Abrupt termination of a commercial relationship: notice period and role of judges

Published on 20 february 2024


Competition – Sales and Distribution – Commercial Contracts

Pursuant to the provisions of article L.442-1, II of the French Commercial Code (Cass. com. 18 October 2023, no. 22-20.438), an established commercial relationship may not be terminated without sufficient notice, on pain of incurring liability on the part of the party responsible for the sudden termination.

In a ruling dated 18 October 2023, the Cour de cassation clarified the role of the judge in assessing the notice period.

The notice period is used to calculate the compensation awarded for the sudden termination of an established commercial relationship. In particular, it is determined on the basis of the duration of the relationship.

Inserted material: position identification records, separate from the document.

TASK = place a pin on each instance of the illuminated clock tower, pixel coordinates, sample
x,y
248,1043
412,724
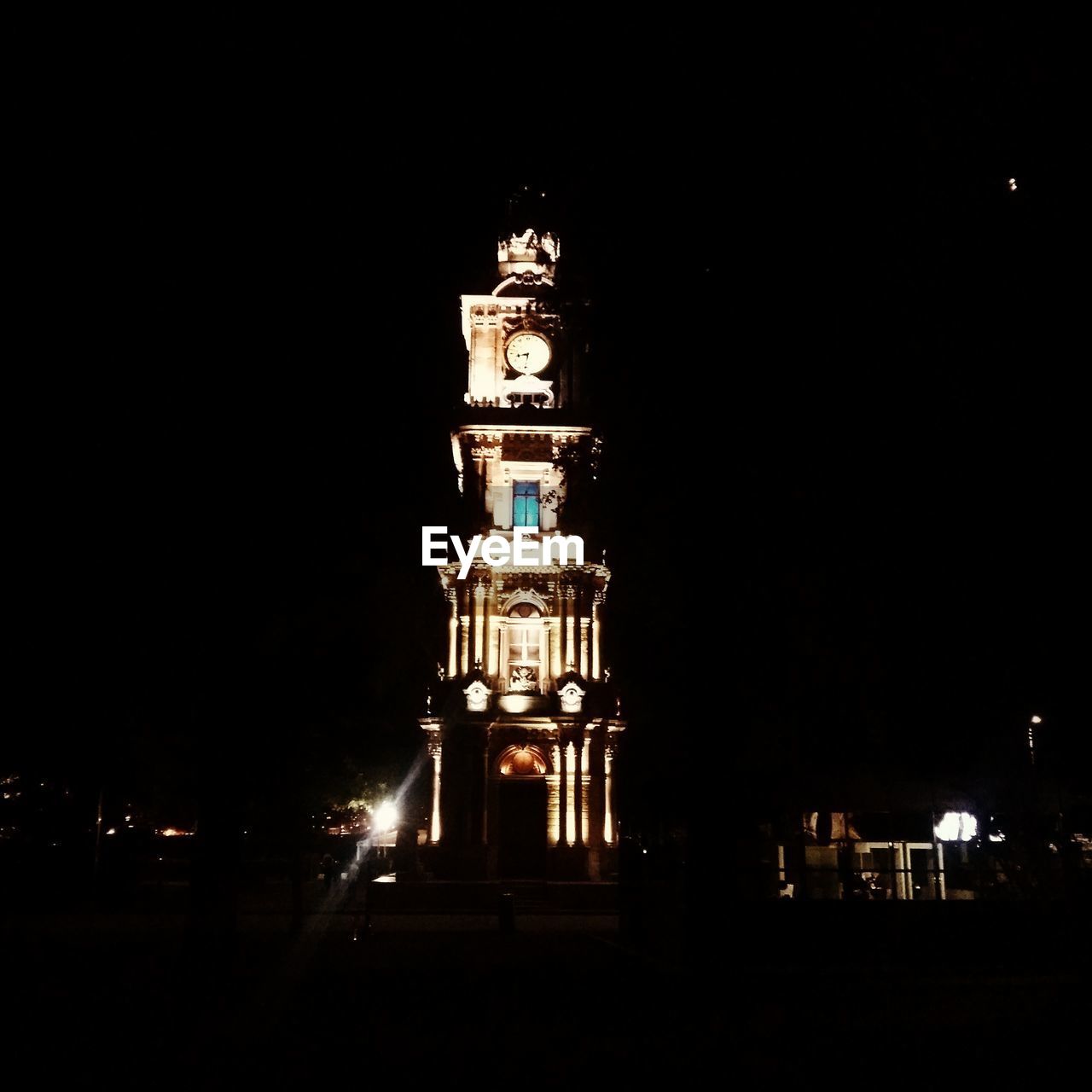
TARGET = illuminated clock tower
x,y
523,747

In this case, a service provider entered into two successive contracts for consultancy services with a bank, each providing for a fixed term of one year and excluding any tacit renewal. The bank subsequently decided to stop using the service provider.

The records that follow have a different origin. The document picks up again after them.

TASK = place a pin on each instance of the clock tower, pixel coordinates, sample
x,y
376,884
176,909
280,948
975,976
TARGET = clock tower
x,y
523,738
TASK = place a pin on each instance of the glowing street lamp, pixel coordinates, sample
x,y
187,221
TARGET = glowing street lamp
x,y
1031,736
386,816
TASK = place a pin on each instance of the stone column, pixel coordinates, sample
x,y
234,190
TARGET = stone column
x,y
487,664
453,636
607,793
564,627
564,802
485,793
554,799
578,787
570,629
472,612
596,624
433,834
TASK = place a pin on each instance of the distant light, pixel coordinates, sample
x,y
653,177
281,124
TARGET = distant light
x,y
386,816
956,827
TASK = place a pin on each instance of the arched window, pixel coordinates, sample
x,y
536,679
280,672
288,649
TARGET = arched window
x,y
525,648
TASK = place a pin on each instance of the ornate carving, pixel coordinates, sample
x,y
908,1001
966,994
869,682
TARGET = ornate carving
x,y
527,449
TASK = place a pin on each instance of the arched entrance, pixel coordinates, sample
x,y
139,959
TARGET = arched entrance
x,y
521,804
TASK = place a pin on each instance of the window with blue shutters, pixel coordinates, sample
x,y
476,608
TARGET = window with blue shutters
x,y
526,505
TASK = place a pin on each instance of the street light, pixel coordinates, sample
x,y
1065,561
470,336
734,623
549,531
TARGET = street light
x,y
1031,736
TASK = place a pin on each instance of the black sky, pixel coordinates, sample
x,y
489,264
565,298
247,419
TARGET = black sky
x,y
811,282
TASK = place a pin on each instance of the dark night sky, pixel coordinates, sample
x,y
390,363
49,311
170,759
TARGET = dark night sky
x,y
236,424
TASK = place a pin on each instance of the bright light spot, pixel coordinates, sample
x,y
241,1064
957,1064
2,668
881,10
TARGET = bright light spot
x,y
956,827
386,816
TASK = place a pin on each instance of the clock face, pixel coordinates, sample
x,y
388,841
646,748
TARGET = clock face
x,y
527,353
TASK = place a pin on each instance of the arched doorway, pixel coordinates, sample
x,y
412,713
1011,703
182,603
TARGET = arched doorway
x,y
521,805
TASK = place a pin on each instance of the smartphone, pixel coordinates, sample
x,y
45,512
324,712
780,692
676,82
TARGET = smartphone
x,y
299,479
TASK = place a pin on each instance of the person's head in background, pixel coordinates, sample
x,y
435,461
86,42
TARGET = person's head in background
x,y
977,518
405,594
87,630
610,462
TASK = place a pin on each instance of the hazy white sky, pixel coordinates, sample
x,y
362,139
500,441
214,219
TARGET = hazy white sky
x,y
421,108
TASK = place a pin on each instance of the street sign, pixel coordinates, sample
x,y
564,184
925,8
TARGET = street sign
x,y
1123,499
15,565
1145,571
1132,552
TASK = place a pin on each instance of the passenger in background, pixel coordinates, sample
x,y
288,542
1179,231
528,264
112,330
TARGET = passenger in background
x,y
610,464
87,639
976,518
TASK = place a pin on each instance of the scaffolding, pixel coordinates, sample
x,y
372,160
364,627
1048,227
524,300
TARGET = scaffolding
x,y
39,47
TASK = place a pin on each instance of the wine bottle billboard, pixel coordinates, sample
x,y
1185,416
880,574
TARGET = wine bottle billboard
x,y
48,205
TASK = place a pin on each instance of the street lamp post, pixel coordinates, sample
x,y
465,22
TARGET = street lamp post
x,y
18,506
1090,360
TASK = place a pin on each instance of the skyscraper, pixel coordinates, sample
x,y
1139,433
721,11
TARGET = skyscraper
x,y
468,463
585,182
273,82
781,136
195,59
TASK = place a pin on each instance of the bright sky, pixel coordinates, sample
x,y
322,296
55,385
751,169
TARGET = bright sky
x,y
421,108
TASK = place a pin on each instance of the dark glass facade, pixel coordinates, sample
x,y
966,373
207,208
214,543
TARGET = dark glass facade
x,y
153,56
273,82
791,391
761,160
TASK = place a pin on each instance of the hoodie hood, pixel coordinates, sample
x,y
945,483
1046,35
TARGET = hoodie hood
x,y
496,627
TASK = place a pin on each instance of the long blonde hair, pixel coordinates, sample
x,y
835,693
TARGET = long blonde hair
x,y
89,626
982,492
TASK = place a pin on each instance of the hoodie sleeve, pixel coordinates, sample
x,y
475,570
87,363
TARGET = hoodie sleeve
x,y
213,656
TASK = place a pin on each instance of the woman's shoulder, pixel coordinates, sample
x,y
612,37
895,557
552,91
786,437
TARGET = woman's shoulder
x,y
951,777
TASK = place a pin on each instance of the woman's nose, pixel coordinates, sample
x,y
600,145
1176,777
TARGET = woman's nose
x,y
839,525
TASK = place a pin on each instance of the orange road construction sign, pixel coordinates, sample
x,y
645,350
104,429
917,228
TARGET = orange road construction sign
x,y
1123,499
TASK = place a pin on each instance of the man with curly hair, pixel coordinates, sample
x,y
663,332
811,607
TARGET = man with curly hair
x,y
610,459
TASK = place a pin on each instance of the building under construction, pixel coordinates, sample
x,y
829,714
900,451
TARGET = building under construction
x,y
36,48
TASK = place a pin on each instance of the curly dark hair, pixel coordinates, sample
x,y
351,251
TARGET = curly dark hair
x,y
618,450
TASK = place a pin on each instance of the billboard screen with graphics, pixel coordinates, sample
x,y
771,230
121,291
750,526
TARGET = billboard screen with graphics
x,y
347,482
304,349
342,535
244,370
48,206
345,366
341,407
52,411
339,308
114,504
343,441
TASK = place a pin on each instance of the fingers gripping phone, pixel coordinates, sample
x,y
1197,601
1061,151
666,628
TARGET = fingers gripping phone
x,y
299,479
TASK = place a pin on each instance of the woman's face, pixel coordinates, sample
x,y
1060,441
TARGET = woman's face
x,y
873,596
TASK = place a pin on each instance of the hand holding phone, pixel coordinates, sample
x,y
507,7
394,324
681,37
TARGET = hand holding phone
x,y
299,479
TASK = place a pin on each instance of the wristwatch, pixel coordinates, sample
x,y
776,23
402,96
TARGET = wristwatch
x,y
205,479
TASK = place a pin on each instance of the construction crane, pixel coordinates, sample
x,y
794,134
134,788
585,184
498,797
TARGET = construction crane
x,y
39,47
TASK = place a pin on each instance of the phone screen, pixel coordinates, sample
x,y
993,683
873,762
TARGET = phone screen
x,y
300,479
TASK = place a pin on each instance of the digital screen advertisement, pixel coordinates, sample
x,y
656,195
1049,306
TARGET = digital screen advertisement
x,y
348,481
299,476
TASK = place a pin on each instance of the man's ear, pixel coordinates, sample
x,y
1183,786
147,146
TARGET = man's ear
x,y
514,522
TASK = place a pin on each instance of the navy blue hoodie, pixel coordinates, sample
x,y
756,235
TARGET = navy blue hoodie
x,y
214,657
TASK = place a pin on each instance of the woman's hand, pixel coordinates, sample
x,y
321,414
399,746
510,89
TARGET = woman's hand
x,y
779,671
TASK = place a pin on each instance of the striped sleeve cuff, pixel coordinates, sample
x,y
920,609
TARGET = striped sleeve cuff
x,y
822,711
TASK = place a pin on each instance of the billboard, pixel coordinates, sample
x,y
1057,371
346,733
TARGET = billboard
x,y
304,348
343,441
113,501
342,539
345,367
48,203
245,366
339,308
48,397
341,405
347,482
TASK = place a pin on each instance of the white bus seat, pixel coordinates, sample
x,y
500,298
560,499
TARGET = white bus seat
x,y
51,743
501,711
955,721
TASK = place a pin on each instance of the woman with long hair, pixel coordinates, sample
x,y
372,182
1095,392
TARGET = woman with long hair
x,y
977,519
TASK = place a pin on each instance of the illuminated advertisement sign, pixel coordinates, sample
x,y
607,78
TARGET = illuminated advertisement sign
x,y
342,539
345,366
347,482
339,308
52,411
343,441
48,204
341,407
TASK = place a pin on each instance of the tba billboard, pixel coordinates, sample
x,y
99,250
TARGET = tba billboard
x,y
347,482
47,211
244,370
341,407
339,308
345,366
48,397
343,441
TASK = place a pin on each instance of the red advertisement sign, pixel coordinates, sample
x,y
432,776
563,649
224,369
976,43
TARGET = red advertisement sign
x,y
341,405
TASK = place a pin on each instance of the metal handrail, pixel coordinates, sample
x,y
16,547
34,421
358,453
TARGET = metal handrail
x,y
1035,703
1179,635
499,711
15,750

The Paris Court of Appeal held that the commercial relationship had been established, taking into account in particular the two-year duration of the contract, the changes in the service provider's costs and turnover over this period and their importance in the service provider's balance sheet. It concluded that the notice period should have been three months to allow the service provider to reorganise.

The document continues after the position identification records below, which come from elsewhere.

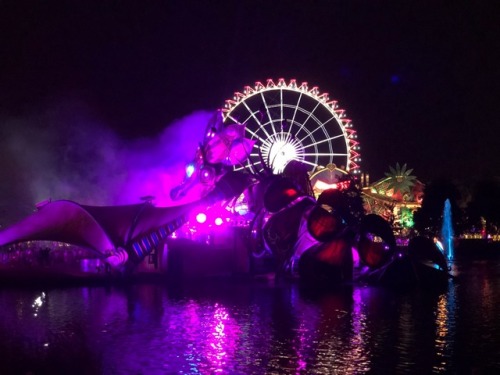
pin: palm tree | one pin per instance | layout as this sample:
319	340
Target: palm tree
400	179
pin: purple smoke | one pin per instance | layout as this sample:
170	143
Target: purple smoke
64	153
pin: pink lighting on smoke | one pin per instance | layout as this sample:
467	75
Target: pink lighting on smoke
201	218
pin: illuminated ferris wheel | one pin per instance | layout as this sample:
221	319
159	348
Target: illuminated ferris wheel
289	122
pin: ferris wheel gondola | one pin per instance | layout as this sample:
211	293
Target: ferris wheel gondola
289	122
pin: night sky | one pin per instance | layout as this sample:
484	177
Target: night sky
419	79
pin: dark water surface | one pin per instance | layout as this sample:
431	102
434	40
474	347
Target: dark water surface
236	327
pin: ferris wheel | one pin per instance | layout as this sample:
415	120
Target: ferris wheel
289	122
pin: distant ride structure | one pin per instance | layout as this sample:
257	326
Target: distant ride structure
290	121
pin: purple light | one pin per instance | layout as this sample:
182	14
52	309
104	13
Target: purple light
201	218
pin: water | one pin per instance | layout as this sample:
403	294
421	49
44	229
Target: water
254	328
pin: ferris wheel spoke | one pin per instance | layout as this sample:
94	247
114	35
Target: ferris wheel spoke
267	111
324	154
252	114
308	117
307	162
297	106
290	122
255	135
323	141
321	126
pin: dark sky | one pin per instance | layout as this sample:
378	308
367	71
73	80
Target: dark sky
419	79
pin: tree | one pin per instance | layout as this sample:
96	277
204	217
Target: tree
400	179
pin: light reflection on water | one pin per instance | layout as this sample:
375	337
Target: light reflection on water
253	328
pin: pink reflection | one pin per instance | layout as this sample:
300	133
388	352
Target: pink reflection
222	342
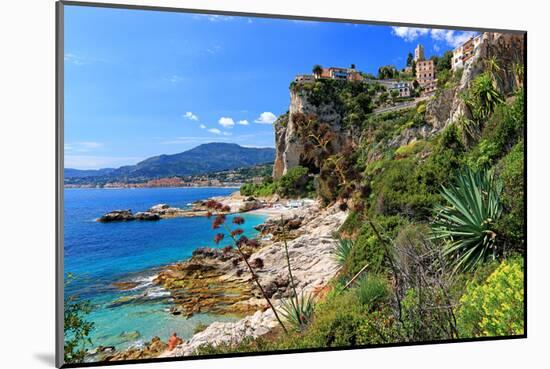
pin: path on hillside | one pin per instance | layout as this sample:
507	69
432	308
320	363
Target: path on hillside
404	105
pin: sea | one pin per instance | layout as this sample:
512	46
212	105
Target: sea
100	254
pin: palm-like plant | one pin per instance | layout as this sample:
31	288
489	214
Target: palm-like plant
317	70
467	222
493	68
343	249
483	97
298	311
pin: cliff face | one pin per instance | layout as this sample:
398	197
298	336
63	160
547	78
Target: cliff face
289	141
443	109
507	49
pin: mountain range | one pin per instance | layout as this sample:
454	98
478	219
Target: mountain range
205	158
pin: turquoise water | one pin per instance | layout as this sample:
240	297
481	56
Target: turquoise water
102	253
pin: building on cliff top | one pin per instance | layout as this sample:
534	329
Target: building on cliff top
463	54
425	75
348	74
419	53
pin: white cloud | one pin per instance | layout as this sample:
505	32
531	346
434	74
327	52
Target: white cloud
189	115
83	146
214	49
409	33
226	122
453	38
213	17
266	117
175	79
98	162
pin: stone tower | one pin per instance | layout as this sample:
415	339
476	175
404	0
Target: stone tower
419	53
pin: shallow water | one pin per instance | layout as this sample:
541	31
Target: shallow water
99	254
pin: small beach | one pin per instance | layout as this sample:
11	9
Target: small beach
101	254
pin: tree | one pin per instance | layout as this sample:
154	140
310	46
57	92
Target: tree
387	72
77	328
317	70
444	63
394	95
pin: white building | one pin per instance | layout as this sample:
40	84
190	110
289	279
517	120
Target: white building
403	88
463	54
419	53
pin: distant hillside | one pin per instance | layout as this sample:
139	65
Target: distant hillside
80	173
206	158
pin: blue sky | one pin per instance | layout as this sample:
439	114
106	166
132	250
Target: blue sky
142	83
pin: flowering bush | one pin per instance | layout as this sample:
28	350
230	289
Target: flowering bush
495	307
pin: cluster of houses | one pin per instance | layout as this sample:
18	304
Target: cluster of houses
425	70
463	54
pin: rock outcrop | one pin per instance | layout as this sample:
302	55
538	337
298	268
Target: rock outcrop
447	105
148	350
125	216
290	150
508	50
313	266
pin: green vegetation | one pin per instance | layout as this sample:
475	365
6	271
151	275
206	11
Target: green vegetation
511	224
298	311
343	251
494	307
432	246
466	223
296	183
77	328
373	292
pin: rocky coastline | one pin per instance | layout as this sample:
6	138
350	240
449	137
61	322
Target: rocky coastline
215	280
235	203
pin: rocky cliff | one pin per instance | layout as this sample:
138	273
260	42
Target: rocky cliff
290	145
444	108
506	48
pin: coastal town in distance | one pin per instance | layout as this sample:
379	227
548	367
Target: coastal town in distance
229	192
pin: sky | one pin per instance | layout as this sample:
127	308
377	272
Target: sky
143	83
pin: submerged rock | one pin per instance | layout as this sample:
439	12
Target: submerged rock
117	216
148	350
146	215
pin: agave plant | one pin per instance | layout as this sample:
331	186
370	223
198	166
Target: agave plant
298	312
482	97
343	250
467	221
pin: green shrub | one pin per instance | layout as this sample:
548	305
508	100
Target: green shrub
266	188
494	307
467	220
343	250
503	130
372	291
400	191
511	225
425	315
367	247
298	311
199	328
336	322
351	225
295	183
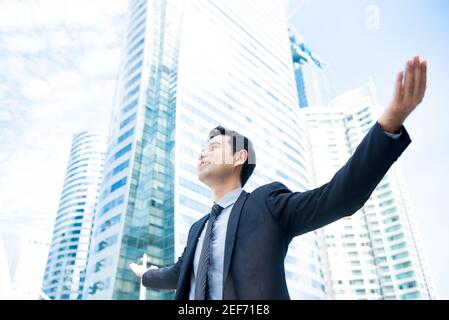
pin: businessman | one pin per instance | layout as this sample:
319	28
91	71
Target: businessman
237	250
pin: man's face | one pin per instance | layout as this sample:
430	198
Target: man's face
216	161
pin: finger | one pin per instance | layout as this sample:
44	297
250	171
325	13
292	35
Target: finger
399	86
408	85
417	78
424	78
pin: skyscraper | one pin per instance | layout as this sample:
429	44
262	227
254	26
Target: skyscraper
66	264
375	253
187	67
29	271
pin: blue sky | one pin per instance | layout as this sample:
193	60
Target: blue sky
341	33
59	60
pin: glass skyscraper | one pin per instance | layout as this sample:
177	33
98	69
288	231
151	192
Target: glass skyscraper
67	259
187	67
375	253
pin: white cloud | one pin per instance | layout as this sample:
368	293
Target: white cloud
59	61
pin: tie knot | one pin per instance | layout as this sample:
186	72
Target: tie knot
216	210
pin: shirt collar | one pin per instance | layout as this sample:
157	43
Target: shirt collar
229	198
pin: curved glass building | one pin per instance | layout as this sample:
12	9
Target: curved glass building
66	263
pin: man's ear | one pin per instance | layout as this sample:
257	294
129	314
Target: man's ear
241	157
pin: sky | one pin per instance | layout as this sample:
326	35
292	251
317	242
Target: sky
59	61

The Court of Appeal therefore awarded compensation corresponding to the loss of earnings during the notice period.

The service provider invoked the provision for sudden termination and, considering the compensation of 25,000 euros awarded insufficient, appealed to the Court of Cassation.

Two successive one-year contracts are sufficient to establish an established relationship

The Cour de cassation usefully points out first that a two-year relationship may be sufficient to demonstrate an established relationship. The criteria taken into account are not only duration, but also the stable, ongoing and sustained nature of the relationship and the victim's legitimate belief that the relationship will continue.

Sovereign assessment of the notice period

Secondly, the Court of Cassation clarifies the assessment of the length of notice to be given in order to avoid the classification of the termination as brutal:

  • firstly, the Court of Cassation points out that this concept is a matter for the discretion of the trial judges: they do not therefore have to justify how the period granted enables the victim to find a satisfactory alternative,
  • in addition, the Court of Cassation stated that although, in calculating the notice period, the trial judges must refer to the duration of the relationship, a criterion set out in Article L.442-1, II of the French Commercial Code, they may also refer to other criteria, such as the importance of the relationship in the service provider's turnover or the lack of diversification of activities attributable to the service provider.